Presentation information

Organized Session

Organized Session » OS-3

[3J4-OS-3b] AutoML(自動機械学習)(2/2)

Thu. Jun 16, 2022 3:30 PM - 5:10 PM Room J (Room J)

オーガナイザ:大西 正輝(産業技術総合研究所)[現地]、日野 英逸(統計数理研究所/理化学研究所)

4:10 PM - 4:30 PM

[3J4-OS-3b-03] Model Reduction Effect of NAS during Finetuning of ViT

〇Xinyu Zhang1, Sora Takashima1, Rio Yokota1 (1. Tokyo Institute of Technology)

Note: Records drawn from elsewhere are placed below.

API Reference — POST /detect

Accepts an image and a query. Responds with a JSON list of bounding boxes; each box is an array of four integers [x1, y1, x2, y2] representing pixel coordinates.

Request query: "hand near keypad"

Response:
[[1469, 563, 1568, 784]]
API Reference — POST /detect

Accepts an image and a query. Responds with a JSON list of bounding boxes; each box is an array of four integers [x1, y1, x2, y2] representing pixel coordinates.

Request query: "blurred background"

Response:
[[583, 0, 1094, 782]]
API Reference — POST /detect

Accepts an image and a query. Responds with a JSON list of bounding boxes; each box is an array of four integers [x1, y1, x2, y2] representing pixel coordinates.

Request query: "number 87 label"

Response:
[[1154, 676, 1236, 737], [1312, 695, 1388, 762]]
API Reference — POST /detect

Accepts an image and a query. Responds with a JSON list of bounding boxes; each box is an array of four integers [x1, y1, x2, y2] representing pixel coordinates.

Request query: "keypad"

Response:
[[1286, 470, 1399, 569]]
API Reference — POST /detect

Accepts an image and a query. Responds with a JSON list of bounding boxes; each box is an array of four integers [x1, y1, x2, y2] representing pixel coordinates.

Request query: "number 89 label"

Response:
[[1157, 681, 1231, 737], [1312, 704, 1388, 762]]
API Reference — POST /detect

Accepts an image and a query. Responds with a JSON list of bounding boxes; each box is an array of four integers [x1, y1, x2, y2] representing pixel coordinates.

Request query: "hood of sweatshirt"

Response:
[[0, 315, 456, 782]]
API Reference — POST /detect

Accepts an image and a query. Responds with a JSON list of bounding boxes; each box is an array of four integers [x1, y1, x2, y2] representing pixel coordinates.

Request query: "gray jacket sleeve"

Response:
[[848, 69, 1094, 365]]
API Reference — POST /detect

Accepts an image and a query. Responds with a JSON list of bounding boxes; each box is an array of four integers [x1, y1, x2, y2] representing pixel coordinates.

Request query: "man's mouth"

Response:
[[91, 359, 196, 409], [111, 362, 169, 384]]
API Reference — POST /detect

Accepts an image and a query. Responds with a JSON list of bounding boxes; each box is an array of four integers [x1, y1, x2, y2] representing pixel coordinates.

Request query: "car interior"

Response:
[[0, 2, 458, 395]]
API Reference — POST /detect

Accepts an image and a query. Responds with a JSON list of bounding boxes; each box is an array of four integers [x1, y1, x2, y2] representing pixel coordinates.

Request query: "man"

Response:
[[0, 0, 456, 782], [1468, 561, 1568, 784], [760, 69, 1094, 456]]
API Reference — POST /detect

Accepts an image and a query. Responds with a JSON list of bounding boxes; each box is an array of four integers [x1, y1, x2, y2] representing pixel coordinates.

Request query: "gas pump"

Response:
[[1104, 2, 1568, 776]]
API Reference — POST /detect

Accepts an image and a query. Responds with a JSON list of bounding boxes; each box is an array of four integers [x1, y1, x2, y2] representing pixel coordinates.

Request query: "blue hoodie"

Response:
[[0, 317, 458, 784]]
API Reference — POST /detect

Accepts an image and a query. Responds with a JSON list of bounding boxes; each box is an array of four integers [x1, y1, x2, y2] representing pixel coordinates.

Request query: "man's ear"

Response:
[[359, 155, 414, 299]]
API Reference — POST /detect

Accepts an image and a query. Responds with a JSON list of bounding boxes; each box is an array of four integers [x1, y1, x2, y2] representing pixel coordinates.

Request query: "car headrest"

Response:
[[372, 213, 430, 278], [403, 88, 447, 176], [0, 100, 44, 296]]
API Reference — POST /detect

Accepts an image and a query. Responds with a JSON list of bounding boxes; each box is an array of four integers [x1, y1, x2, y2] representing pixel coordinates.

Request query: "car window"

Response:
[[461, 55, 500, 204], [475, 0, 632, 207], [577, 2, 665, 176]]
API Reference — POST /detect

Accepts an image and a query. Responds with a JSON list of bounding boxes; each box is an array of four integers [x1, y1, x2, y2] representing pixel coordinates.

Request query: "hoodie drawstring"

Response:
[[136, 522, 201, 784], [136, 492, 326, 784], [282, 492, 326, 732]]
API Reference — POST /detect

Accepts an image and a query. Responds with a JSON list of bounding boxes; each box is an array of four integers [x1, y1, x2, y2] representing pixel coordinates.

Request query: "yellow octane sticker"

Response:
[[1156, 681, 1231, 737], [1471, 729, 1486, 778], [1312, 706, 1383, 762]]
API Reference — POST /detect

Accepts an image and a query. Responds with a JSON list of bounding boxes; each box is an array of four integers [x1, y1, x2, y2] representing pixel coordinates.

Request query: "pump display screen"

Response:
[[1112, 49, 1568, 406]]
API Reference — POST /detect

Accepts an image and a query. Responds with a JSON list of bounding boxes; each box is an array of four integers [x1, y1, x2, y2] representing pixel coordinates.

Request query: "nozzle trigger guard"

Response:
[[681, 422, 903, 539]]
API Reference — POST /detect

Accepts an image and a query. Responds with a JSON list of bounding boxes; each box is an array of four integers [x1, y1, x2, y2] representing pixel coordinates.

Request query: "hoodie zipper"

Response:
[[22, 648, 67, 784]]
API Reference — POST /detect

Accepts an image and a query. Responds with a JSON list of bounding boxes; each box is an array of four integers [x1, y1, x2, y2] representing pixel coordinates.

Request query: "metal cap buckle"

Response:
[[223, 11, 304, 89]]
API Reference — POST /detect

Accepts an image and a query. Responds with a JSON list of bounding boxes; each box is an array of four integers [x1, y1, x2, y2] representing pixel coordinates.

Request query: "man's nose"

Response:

Keywords:Vision Transformer, Finetuning, Neural Architecture Search

In image recognition, Vision Transformers (ViT) have achieved the State-of-the-Art in image classification on ImageNet. However, the models are becoming so large that they cannot even fit on a single GPU, which limits their usefulness during the inference. In order to reduce the size of such large vision transformer models, we utilize the AutoFormer proposed by Chen et al. In the original work on AutoFormer, the supernet is trained from scratch. In this work, we proposed a method that trains the supernet of AutoFormer from a pre-trained vision transformer, which is followed by an architecture search during fine-tuning. We find that for the same number of parameters, the classification accuracy is superior to the models trained from scratch.